Foreign Minister Javad Zarif goes further, boasting that Iran “will close this dossier” without accepting any of the seven resolutions passed by the UN.
But even if Iran endorsed the resolution, what proof is there that it won’t cheat?
Obama answers that with his favorite cliché of “robust inspections.”
In that context, the protocol signed by the IAEA and Iran last July merits attention.
The text of the protocol remains secret, known only the two signatories. So, Obama couldn’t know whether or not it envisages “robust” inspections; he could only hope that would be the case.
Statements by IAEA and Iranian officials indicate that the envisaged inspections are unlikely to be “robust.” Both assert that there will be no inspectors from countries with nuclear arsenals.
That excludes the P5 to start with. Then, Iran will not allow inspectors from “unfriendly countries” such as Canada.
The IAEA must ask Iran to arrange for inspections at least one month in advance, long enough to “cleanse” any site and change the decor. Even then, the IAEA must first consider using Iranian inspectors.
If Iran and the IAEA cannot agree the matter is referred to a ministerial group that would meet at least once every two years. There, decisions could be taken only if five out of the eight involved agree. (That is to say P5+1, plus Iran plus the European Union).
With Russia and China likely to vote with Iran or abstain, the mullahs would need one vote to stop any move against them. That could come from the EU some of whose members might cherish an opportunity to thumb their noses at the US, even if only by abstaining.
Obama claims he has “blocked all of Iran’s paths to building nuclear weapons.”
That is untrue.
Iran is allowed to continue enriching uranium and producing plutonium, ingredients needed for nuclear warheads, albeit at lower grades. Iran promises to slow down the process for a 10-year period. Even then, it is not clear at what cadence the proposed slowdown would take place.

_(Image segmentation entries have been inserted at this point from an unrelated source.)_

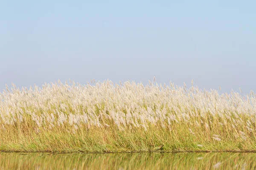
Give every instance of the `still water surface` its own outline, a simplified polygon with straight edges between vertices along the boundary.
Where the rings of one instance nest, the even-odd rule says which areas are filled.
[[[0,153],[1,170],[256,169],[256,153]]]

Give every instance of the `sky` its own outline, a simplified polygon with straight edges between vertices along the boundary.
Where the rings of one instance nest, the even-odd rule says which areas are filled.
[[[107,2],[108,1],[108,2]],[[254,0],[0,1],[0,92],[70,79],[256,92]]]

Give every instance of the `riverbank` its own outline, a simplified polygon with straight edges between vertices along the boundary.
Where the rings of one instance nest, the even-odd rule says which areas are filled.
[[[256,150],[256,96],[111,81],[1,94],[0,150]]]

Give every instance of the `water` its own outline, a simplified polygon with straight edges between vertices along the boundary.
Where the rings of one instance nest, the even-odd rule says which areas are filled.
[[[1,170],[256,169],[256,153],[0,153]]]

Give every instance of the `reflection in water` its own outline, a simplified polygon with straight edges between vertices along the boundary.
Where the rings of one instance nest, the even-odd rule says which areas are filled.
[[[1,170],[256,169],[256,153],[0,153]]]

In the meantime, Iran is benefiting from a steady crumbling of the sanctions edifice. More than 30 Iranian companies and banks are doing business with the EU and other nations.
Twenty-two individuals banned from travel abroad, among them eight generals and three convicted terrorists, have visited other countries.
The flow of unfrozen cash assets to Iran continues and is expected to top $20 billion by the end of the year. The ban on arms sales is quietly ignored, with Russia delivering S-300 anti-aircraft missiles and negotiating the sale of war planes and submarines.
(Tehran and Moscow signed 11 agreements last week.) For its part, China has agreed to upgrade Iran’s nuclear industry, especially by supplying new plutonium plants.
Obama’s “chance in a lifetime” diplomatic coup is nothing but a shady deal between the Democrat Party and the Khomeinist faction in Tehran led by former President Hashemi Rafsanjani.
The “deal” was prompted by calculations pertaining to domestic politics in the US and Iran. It leaves intact the potential threat that Iran’s nuclear ambitions continue to pose for peace and stability in the Middle East.